UBS chief executive Oswald Gruebel said on Wednesday he still has support from the Swiss bank's board of directors, after unauthorized trading caused a $2.3 billion loss.

Arriving in Singapore for meetings with the bank's management and board, he laughed when asked by reporters at his hotel if he still had the board's backing and said, "Yes... always,."

Gruebel is expected to ask the Swiss bank's board to back plans for a radical overhaul of investment banking under his leadership at a meeting in Singapore.

The bank's executive board was due to meet on Wednesday at their main offices in the city's business district before its wider set of board members meet later in the week. This is one of the four regular meetings it holds every year and strategic changes to the investment bank are on the agenda, said several sources with direct knowledge of the plans.

Alexander Wilmot-Sitwell, the bank's Asia-Pacific co-chairman and co-chief, told reporters outside UBS's office that this was a normal regular meeting. The trading loss is a heavy blow to the reputation of Switzerland's biggest bank, which had just started to recover after its near collapse during the financial crisis and a damaging U.S. investigation into its aiding wealthy Americans to dodge taxes.

UNDER PRESSURE

UBS is already under pressure to scale down, ring-fence or even split off its risky investment banking business from its core wealth management unit in order to shield private clients.

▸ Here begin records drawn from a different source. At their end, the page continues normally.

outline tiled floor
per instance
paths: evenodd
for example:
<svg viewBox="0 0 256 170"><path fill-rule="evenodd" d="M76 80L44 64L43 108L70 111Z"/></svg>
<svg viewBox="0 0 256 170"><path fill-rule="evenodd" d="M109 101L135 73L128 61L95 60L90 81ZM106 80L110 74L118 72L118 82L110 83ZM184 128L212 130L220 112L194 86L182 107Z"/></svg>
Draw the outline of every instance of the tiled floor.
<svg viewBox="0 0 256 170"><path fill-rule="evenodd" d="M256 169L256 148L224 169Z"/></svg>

But a source at the bank told Reuters that the board will not be rushed into dumping the investment bank following the rogue trades.

The bank's biggest shareholder, Singapore-based sovereign wealth fund GIC, said on Tuesday it had discussed the alleged fraud with UBS management, adding it was disappointed by the case and urged UBS to take "firm" action to restore confidence.

GIC, which has a 6.4 percent stake in UBS and has lost about 77 percent of its 11 billion Swiss franc investment in the bank, said it had sought details on how UBS was tightening controls.

Gruebel said on Sunday he would "bear the consequences" of the trading loss that was discovered last week but did not want to quit, adding the affair would influence the future strategy of the investment bank.

The bank's meeting in Singapore coincides with the city state hosting the Formula One Grand Prix, of which UBS is a major sponsor.